Weibchen legen eine oder mehrere Eiercluster mit bis zu 400 Eiern auf die Unterseite eines Brennesselblattes. Diese werden in unordentlichen Pfählen verlegt, anstatt sauber nebeneinander verlegt zu werden. Die gewählten Brennnesselfelder befinden sich in der Regel in einer geschützteren Position als die von der Kleinen Schildpatt-Schildpatt-Schale ausgewählten. Die Eier schlüpfen in 1 bis 3 Wochen.

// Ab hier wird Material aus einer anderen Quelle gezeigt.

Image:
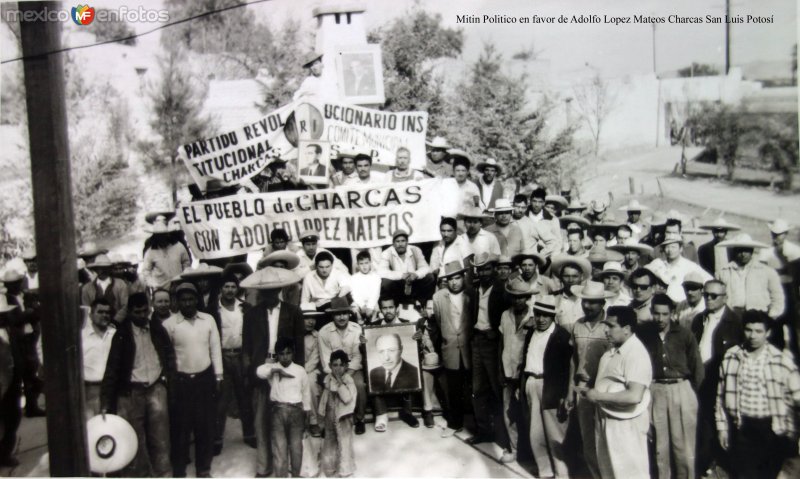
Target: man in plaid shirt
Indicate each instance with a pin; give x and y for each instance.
(758, 399)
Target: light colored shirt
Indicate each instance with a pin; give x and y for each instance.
(320, 291)
(482, 323)
(458, 250)
(534, 362)
(393, 266)
(366, 289)
(349, 341)
(196, 342)
(707, 339)
(95, 352)
(232, 325)
(513, 341)
(287, 390)
(146, 364)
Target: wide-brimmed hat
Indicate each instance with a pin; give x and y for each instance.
(489, 162)
(603, 255)
(438, 142)
(557, 199)
(159, 225)
(634, 205)
(338, 305)
(591, 290)
(111, 443)
(291, 259)
(90, 249)
(575, 205)
(459, 155)
(270, 277)
(483, 259)
(742, 241)
(613, 267)
(567, 219)
(720, 224)
(100, 261)
(151, 216)
(518, 287)
(545, 305)
(310, 58)
(671, 238)
(779, 226)
(451, 268)
(470, 211)
(640, 247)
(203, 269)
(502, 205)
(694, 278)
(431, 361)
(560, 260)
(532, 254)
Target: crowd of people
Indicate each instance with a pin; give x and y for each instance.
(592, 346)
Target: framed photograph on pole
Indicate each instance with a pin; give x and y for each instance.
(392, 359)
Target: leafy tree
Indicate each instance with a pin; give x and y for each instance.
(698, 70)
(490, 116)
(410, 44)
(113, 29)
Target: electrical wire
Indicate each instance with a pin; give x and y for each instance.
(130, 37)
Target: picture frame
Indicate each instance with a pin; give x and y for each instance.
(382, 353)
(359, 73)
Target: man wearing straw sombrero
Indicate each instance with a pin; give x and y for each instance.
(269, 319)
(751, 284)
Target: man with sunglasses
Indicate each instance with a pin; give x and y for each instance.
(717, 329)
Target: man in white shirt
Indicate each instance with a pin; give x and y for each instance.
(403, 268)
(198, 358)
(96, 343)
(230, 314)
(291, 408)
(324, 283)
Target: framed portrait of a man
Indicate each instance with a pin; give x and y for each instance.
(313, 161)
(360, 74)
(392, 359)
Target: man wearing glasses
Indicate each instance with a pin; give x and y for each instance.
(717, 329)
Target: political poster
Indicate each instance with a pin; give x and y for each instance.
(358, 216)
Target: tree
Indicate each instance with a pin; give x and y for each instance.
(490, 116)
(410, 45)
(595, 101)
(698, 70)
(113, 29)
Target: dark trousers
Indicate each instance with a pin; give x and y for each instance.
(195, 403)
(233, 387)
(487, 392)
(288, 424)
(380, 403)
(757, 452)
(10, 417)
(422, 289)
(457, 395)
(146, 409)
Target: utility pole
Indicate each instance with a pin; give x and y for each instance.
(55, 240)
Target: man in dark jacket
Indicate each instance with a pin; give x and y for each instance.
(258, 347)
(717, 329)
(487, 388)
(140, 363)
(544, 384)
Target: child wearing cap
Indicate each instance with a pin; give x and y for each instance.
(337, 405)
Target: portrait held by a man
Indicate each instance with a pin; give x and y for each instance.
(392, 359)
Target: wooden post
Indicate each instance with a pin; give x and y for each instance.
(55, 241)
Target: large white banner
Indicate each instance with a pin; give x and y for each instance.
(361, 216)
(328, 128)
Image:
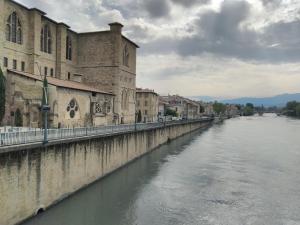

„Am 12. Mai 1908 nahm der Autor in Breinton, Hereford, vier Winterschlafweibchen dieser Art gefangen, die auf wachsenden Pflanzen von Brennnesseln (Urtica dioica) platziert wurden. Am Mittag des 16. Juni wurden alle vier Schmetterlinge in Ruhe beobachtet, mit geschlossenen Flügeln auf der Unterseite der Blätter, die fleißig deponiert wurden; sie alle hingen lange Zeit bewegungslos (außer den Bewegungen des Bauches). Da mehrere Eier bereits um 12.30 Uhr gelegt wurden, als sie zum ersten Mal bemerkt wurden, dauerte die Zeit der Eiablage über zwei Stunden. Es ist merkwürdig, dass alle vier Exemplare genau die gleiche Stunde gewählt haben, um mit dem Legen ihrer Eier zu beginnen, da das Wetter ähnlich wie in den Vortagen war. Die Eier werden in einer dichten Masse gelegt, die übereinander gestapelt ist und in der Mitte sechs oder mehr tief liegt; es ist schwierig, die so abgelegte Anzahl zu schätzen, wahrscheinlich zwischen 450 und 500 oder mehr, da von 180 bis 200 auf der Außenfläche der Masse der Eier gezählt werden kann. Jeder der vier Schmetterlinge lag ungefähr in der gleichen Menge und legte sie in einem einzigen Haufen auf der Unterseite der Blätter ab. Das Ei ist, im Verhältnis zum Schmetterling, sehr klein und nur 0,80 mm hoch, länglich. Bei der Untersuchung einer großen Anzahl von Eiern wurde festgestellt, dass alle acht Längskiele hatten (daher ist diese Zahl bei V. io konstant), die in der Nähe der Basis begannen und über die Krone hinaufliefen, wo sie erhöht und hervorstechend waren; sie verschwinden am Rand des Mikropyle. Sie ähneln geriffeltem mattiertem Glas. Die Zwischenräume zwischen den Kielen sind konkav und quer gerippt. Der Mikrostil ist fein ausgeprägt, die Basis abgerundet und glatt. Die Farbe bei der ersten Verlegung ist ein klares gelblich-grünes, das bis etwa zum zehnten Tag beibehalten wird, wenn sehr leichte dunkelgrüne Flecken um das Ei herum erscheinen; am zwölften Tag werden die Flecken leicht in der Tiefe verstärkt. Am dreizehnten Tag erscheint der dunkle Kopf der Larve und wird schließlich deutlich sichtbar, und der Rest des Eies ist undurchsichtig grün; die dunklen Köpfe geben der gesamten Charge einen tiefen Bleifarbton.